Se il contratto a termine viene snaturato del suo scopo, il datore può essere obbligato a trasformarlo in contratto a tempo indeterminato? Ci scrive Laura da Latina: “Sono stata assunta nell’ufficio di una famosa agenzia immobiliare, di cui non faccio il nome onde evitare ripercussioni, con contratto a tempo determinato della durata di tre mesi. Con il rinnovo mi era stato promesso il passaggio all’indeterminato ma mi è stato fatto un altro contratto a 6 mesi e, la terza volta, ad un anno. Ora quest’ultimo sta per scadere e io ho paura che non mi sia rinnovato. Ho qualche tutela? Di fatto le mie mansioni sono di segreteria e back office quindi la forma del contratto a termine non è giustificata. Sbaglio? Posso costringere il datore di lavoro a passarmi al contratto a tempo indeterminato?

Un recente caso di giurisprudenza si è occupato di uno scenario simile.

Il riferimento è all’ordinanza della Cassazione  n.12643 del 13 maggio 2019. Il principio emerso è che se le mansioni a cui il lavoratore viene adibito non coincidono con la causale, il contratto a tempo determinato è considerato illegittimo.
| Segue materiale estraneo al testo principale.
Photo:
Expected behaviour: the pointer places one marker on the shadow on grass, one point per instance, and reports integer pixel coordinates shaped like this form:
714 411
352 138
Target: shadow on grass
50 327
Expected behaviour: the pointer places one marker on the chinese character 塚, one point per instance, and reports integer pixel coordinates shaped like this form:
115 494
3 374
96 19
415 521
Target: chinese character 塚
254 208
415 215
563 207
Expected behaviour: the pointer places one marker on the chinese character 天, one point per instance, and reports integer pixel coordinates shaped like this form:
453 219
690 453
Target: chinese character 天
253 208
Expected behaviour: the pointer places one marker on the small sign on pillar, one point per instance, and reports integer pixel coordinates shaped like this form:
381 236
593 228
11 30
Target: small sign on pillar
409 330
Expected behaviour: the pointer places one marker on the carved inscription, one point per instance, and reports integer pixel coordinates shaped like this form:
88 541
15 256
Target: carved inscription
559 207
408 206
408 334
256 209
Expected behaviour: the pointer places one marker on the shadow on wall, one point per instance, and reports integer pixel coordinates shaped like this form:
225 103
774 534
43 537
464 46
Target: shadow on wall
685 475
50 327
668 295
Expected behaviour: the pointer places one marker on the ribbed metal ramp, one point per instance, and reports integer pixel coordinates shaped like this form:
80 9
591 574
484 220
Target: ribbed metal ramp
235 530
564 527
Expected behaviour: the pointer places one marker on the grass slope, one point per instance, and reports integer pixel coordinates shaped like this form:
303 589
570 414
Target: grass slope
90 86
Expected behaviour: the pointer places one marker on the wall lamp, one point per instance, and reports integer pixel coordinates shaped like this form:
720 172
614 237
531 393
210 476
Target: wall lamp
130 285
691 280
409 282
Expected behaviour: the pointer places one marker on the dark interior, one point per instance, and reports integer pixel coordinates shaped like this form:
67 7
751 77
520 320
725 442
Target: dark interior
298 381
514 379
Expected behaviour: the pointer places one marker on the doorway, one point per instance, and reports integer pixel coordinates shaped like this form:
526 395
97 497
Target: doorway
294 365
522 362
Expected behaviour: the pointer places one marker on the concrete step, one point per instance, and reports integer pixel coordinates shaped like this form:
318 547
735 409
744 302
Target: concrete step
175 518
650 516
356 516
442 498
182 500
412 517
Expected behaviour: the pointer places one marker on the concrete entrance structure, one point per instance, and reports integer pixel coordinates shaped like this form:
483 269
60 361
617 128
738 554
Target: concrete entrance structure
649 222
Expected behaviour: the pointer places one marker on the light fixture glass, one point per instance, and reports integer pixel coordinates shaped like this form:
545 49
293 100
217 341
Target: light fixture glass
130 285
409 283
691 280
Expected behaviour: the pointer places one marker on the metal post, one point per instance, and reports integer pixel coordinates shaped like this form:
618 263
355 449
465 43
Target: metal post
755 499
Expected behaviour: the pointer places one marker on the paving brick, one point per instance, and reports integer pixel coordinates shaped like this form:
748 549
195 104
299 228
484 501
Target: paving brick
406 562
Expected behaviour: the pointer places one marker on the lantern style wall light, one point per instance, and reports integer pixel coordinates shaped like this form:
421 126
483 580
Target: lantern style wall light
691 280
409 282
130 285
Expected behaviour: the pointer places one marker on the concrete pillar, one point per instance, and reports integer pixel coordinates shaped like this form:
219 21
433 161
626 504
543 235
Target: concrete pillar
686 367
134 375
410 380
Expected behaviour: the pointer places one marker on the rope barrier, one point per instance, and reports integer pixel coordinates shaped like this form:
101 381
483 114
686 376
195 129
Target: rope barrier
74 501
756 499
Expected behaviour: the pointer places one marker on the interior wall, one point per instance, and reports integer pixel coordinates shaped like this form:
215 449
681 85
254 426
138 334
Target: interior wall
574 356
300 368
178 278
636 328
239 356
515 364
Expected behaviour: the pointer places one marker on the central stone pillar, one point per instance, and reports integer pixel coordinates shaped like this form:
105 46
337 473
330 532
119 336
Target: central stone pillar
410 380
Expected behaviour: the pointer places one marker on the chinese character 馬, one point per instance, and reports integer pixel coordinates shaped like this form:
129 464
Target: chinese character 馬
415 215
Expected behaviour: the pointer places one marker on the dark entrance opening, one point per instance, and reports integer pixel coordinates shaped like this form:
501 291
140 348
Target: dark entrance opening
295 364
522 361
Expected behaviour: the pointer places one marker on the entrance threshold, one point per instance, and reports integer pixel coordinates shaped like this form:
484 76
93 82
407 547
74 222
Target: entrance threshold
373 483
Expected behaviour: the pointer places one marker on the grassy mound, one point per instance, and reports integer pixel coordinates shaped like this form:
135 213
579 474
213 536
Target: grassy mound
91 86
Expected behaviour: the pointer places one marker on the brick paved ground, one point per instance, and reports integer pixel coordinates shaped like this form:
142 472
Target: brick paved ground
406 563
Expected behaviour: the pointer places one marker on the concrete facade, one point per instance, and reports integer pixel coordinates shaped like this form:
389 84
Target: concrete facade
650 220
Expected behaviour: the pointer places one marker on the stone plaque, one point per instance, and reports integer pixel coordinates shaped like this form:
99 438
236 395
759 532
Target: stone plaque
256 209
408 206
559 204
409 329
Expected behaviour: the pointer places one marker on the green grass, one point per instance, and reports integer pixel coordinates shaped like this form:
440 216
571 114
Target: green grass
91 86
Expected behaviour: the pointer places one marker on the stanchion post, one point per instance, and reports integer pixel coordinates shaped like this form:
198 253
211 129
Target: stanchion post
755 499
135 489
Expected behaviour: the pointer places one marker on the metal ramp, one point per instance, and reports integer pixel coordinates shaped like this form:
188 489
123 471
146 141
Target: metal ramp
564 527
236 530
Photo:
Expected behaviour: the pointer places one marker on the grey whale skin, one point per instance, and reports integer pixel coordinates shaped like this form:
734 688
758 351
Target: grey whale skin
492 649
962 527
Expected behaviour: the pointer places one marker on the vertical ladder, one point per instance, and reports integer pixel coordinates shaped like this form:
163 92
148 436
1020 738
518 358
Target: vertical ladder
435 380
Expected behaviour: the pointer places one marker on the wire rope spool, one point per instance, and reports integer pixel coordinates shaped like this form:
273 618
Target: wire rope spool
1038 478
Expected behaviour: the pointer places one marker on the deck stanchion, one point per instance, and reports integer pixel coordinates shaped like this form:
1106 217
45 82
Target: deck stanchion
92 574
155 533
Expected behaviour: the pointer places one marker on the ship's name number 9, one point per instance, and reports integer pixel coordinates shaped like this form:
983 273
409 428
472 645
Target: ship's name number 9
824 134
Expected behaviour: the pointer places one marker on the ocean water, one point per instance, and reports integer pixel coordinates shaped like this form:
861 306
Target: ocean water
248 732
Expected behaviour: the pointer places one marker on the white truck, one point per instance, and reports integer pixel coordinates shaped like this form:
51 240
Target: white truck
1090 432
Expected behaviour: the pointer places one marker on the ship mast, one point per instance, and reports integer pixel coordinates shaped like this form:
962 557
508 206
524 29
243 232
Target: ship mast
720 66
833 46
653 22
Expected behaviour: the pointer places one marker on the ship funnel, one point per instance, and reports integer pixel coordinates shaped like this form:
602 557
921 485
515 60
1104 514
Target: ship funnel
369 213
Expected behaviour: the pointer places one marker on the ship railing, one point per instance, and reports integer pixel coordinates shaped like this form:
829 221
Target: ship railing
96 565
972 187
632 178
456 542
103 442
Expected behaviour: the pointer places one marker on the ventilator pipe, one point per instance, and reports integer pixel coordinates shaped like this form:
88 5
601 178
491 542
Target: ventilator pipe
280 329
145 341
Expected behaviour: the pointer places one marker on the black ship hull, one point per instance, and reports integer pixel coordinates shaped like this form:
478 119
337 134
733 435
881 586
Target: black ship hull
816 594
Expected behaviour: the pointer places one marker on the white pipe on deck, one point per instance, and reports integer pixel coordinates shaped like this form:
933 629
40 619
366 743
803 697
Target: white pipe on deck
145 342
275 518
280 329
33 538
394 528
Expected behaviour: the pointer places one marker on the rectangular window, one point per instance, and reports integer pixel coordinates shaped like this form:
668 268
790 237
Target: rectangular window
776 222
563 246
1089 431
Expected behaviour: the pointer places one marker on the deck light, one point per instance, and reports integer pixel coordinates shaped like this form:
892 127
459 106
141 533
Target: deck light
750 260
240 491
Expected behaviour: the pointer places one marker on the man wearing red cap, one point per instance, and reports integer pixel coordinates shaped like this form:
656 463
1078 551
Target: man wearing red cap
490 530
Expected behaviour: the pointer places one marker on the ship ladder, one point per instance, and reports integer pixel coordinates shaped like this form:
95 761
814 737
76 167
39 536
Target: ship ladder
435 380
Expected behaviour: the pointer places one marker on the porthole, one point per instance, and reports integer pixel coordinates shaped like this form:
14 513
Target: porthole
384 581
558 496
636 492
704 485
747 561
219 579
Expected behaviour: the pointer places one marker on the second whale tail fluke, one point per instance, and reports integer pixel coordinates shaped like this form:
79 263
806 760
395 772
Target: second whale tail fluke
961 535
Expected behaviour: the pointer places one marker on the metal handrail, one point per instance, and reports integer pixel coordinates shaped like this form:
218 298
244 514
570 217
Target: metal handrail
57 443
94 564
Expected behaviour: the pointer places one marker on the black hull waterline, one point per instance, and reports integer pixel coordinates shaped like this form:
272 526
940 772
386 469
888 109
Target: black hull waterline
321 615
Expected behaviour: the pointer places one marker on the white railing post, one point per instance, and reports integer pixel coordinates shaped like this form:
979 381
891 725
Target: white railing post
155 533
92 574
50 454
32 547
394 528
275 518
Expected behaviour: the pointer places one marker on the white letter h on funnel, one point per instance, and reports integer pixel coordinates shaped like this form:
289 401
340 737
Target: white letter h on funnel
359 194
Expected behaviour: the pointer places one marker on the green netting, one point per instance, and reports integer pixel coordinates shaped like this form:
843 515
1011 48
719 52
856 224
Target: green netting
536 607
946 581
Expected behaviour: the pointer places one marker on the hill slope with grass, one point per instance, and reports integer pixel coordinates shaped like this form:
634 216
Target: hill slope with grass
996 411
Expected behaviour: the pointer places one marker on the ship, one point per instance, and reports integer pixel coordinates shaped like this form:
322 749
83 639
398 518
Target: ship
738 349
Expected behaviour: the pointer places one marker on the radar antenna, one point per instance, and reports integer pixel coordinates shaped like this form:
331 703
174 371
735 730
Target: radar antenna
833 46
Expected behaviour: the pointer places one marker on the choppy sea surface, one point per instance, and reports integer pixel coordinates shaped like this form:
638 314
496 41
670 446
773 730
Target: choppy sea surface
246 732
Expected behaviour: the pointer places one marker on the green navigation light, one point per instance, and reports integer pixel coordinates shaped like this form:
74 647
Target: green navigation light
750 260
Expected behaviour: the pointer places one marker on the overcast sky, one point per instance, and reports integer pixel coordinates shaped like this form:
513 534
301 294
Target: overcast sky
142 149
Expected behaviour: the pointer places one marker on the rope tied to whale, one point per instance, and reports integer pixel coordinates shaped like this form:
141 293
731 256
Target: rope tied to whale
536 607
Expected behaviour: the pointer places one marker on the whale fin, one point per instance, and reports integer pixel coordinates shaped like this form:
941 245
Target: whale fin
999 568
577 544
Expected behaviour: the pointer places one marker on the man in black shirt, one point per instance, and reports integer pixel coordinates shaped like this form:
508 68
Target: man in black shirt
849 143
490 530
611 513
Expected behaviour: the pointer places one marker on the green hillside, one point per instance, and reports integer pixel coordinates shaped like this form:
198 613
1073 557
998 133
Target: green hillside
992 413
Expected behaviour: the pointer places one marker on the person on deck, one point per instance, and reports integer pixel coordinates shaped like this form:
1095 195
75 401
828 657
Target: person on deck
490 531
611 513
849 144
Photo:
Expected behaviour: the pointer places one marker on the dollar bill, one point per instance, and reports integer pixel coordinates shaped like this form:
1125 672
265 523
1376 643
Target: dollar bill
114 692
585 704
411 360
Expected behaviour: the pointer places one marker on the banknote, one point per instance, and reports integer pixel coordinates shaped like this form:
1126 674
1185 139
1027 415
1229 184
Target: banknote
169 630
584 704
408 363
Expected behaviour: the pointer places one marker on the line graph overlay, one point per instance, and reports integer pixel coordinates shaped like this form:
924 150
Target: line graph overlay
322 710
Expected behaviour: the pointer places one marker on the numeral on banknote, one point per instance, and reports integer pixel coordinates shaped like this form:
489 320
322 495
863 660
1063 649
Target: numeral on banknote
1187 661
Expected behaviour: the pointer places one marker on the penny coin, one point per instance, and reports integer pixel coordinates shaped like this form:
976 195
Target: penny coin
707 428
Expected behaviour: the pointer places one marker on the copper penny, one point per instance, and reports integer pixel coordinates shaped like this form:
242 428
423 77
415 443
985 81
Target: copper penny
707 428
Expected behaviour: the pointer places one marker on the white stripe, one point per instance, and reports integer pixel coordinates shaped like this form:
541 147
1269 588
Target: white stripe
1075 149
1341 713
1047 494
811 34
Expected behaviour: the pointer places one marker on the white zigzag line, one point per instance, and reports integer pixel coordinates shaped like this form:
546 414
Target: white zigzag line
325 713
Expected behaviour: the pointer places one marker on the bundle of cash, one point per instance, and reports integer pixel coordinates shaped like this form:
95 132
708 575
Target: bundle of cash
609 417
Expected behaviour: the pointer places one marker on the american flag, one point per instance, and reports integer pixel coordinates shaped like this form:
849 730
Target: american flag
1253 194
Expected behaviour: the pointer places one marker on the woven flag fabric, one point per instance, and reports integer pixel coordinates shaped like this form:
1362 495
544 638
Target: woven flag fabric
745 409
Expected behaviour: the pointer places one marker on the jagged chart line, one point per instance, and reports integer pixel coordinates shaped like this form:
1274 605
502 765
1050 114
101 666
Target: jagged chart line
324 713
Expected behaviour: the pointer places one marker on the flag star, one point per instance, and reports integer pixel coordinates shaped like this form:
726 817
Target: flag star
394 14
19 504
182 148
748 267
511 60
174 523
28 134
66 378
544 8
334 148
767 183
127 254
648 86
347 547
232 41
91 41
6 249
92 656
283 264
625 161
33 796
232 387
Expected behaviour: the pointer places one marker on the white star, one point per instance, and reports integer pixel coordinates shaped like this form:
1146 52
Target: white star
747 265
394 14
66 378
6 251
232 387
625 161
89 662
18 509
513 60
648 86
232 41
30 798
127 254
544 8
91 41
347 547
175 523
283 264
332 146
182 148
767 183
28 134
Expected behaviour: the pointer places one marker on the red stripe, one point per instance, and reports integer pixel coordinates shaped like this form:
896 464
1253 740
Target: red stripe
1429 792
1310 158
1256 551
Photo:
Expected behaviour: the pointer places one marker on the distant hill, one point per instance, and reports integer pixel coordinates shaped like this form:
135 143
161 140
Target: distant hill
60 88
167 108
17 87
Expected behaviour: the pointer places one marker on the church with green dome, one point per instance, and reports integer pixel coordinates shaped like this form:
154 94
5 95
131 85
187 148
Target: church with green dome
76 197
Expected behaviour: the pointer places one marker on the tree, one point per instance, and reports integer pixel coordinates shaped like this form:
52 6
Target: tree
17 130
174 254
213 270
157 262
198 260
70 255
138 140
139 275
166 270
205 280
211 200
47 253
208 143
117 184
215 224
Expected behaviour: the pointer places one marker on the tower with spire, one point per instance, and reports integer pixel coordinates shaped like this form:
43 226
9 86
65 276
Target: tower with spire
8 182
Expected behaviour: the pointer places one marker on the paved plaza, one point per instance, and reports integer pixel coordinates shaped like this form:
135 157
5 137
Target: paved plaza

La protagonista di questa storia si era vista rinnovare per ben tre volte il contratto a termine, come del resto la nostra lettrice. I giudici hanno ribadito che il datore di lavoro è tenuto ad esplicitare nel contratto, in modo dettagliato e puntuale, le ragioni oggettive, ovvero le circostanze di carattere tecnico, produttivo, organizzativo o di sostituzione personale, che giustificano la previsione  di un termine nel contratto. E sarà compito del giudice di merito anche accertare la sussistenza di dette ragioni, analizzando di volta in volta il nesso di connessione.

La fattispecie è anche l’occasione utile per ribadire alcune regole  entrate in vigore con il Decreto Dignità proprio in materia di assunzioni con contratti a tempo determinato.

Più nello specifico, per i contratti a termine avviati dal 14 luglio 2018, sono imposti i seguenti paletti e limiti:

  • durata massima di 24 mesi per tutti i rapporti intercorsi con il medesimo datore per lo svolgimento di mansioni di pari livello e categoria legale, in luogo del precedente limite imposto dal Jobs Act pari a 36 mesi;
  • numero massimo di 4 proroghe nell’arco di 24 mesi, una in meno quindi rispetto alle 5 previste dal vecchio regime;
  • giustificazione del rapporto da apposite esigenze aziendali al superamento dei 12 mesi, sia per effetto di un unico contratto che di una o più proroghe.

Per quanto riguarda l’ultimo punto, è previsto un elenco tassativo di causali:

  • Esigenze temporanee e oggettive, estranee all’ordinaria attività;
  • Esigenze di sostituzione di altri lavoratori;
  • Esigenze legate ad incrementi temporanei, significativi e non programmabili, dell’attività ordinaria.